Tidak hanya itu, di akhir-akhir hidup beliau, beliau masih mewanti-wanti masalah bid’ah. Al Irbadh bin Sariyah radhiallahu’anhu mengatakan:
صلَّى بنا رسولُ اللهِ صلَّى اللهُ عليه وسلَّمَ ذاتَ يَومٍ، ثُمَّ أقبَلَ علينا، فوَعَظَنا مَوعِظةً بَليغةً ذَرَفَتْ منها العُيونُ، ووَجِلَتْ منها القُلوبُ، فقال قائلٌ: يا رسولَ اللهِ صلَّى اللهُ عليه وسلَّمَ، كأنَّ هذه مَوعِظةُ مُودِّعٍ، فماذا تَعهَدُ إلينا؟
“Rasulullah shallallahu ‘alaihi wa sallam shalat bersama kami suatu hari. Setelah shalat beliau menghadap kami kemudian memberikan nasehat yang mendalam yang membuat air mata berlinang dan hati bergetar. Maka ada berkata: wahai Rasulullah, seakan-akan ini adalah nasehat orang yang akan berpisah, apa yang engkau pesankan kepada kami?”.
Maka Rasulullah shallallahu ‘alaihi wa sallam pun bersabda,
أُوصِيكُمْ بِتَقْوَى اللَّهِ وَالسَّمْعِ وَالطَّاعَةِ وَإِنْ عَبْدًا حَبَشِيًّا فَإِنَّهُ مَنْ يَعِشْ مِنْكُمْ بَعْدِى فَسَيَرَى اخْتِلاَفًا كَثِيرًا فَعَلَيْكُمْ بِسُنَّتِى وَسُنَّةِ الْخُلَفَاءِ الْمَهْدِيِّينَ الرَّاشِدِينَ تَمَسَّكُوا بِهَا وَعَضُّوا عَلَيْهَا بِالنَّوَاجِذِ وَإِيَّاكُمْ وَمُحْدَثَاتِ الأُمُورِ فَإِنَّ كُلَّ مُحْدَثَةٍ بِدْعَةٌ وَكُلَّ بِدْعَةٍ ضَلاَلَةٌ
“Aku wasiatkan kepada kalian untuk bertakwa kepada Allah, tetap mendengar dan ta’at kepada pemimpin walaupun yang memimpin kalian adalah seorang budak dari Habasyah. Karena barangsiapa di antara kalian yang hidup sepeninggalku nanti, dia akan melihat perselisihan yang banyak. Maka wajib bagi kalian untuk berpegang pada sunnah-ku dan sunnah Khulafa’ur Rasyidin yang mereka itu telah diberi petunjuk. Berpegang teguhlah dengannya dan gigitlah ia dengan gigi geraham kalian. Jauhilah dengan perkara (agama) yang diada-adakan karena setiap perkara (agama) yang diada-adakan adalah bid’ah dan setiap bid’ah adalah kesesatan” (HR. At Tirmidzi no. 2676. ia berkata: “hadits ini hasan shahih”).

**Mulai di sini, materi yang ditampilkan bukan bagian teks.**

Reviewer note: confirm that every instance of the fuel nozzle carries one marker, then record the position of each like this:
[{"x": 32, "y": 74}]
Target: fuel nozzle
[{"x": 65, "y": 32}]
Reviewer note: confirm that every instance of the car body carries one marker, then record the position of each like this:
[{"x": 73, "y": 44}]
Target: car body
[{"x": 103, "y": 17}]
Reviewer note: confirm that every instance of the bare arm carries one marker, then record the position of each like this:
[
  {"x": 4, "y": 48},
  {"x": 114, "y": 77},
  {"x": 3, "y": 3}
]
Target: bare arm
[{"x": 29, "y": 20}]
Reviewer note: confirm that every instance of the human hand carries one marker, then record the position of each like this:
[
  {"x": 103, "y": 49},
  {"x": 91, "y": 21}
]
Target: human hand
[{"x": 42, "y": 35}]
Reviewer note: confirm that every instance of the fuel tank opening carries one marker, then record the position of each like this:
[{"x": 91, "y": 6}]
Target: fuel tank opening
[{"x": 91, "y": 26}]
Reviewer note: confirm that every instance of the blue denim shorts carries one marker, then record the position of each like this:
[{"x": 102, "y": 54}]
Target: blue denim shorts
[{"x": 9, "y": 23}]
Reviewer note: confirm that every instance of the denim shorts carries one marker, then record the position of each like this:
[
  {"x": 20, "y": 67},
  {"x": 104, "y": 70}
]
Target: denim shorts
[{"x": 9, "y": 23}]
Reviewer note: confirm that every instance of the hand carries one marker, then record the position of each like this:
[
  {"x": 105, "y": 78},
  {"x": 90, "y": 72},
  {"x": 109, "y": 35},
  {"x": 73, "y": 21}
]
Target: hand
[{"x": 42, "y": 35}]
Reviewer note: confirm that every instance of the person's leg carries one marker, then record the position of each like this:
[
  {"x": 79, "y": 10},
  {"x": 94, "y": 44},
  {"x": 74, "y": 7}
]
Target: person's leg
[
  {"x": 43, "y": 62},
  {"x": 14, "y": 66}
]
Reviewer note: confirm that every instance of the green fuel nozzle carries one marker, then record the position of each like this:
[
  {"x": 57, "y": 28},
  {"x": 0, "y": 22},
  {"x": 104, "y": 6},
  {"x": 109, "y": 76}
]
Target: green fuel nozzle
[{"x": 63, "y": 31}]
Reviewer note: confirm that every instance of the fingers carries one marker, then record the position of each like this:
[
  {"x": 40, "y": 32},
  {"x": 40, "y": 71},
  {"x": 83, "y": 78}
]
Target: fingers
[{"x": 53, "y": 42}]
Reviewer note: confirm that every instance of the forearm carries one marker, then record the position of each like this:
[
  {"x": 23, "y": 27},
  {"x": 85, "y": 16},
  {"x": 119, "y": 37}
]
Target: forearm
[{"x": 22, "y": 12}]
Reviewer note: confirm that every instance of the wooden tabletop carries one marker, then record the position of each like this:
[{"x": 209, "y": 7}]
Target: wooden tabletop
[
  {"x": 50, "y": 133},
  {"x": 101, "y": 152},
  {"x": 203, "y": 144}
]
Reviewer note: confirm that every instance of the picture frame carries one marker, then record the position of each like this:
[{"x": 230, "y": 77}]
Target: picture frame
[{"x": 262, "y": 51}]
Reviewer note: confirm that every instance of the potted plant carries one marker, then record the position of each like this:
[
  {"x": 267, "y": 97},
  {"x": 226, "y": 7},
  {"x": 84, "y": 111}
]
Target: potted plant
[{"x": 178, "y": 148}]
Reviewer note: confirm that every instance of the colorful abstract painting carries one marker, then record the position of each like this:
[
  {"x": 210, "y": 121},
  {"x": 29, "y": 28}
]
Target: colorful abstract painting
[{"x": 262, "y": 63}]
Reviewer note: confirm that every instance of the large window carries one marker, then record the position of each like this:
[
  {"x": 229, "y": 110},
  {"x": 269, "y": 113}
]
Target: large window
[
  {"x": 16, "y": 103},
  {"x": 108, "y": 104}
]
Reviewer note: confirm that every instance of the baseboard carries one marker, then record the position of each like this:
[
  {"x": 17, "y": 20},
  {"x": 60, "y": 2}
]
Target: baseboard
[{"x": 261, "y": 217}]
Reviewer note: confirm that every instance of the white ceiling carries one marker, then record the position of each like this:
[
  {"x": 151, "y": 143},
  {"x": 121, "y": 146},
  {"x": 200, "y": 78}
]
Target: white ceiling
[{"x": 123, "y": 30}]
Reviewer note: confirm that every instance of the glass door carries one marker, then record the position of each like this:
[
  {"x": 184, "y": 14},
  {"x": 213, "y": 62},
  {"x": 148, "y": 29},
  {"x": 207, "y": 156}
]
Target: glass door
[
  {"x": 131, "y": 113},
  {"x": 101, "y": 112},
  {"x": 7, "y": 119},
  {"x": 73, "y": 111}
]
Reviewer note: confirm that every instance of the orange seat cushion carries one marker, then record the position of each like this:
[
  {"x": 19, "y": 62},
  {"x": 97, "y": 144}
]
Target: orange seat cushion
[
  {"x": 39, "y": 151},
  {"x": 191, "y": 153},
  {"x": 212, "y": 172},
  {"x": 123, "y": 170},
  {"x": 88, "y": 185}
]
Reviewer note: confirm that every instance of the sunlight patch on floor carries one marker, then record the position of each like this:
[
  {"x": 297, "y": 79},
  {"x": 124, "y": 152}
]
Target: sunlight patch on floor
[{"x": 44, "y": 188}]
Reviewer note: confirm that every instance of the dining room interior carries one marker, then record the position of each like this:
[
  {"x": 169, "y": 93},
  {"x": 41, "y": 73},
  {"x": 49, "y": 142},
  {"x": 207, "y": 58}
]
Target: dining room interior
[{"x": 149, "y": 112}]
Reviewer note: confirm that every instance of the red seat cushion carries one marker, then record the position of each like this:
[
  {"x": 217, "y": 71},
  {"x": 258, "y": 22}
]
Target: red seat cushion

Maka jelas, Rasulullah Shallallahu’alaihi Wasallam sangat mewanti-wanti umatnya terhadap kebid’ahan, melarang kebid’ahan bahkan sering dan terus-menerus beliau lakukan hal ini.
Maka sudah semestinya para da’i yang mengikuti jejak Rasulullah Shallallahu’alaihi Wasallam juga menyerukan hal yang sama.
Tentunya dengan ilmu dan dakwah yang hikmah.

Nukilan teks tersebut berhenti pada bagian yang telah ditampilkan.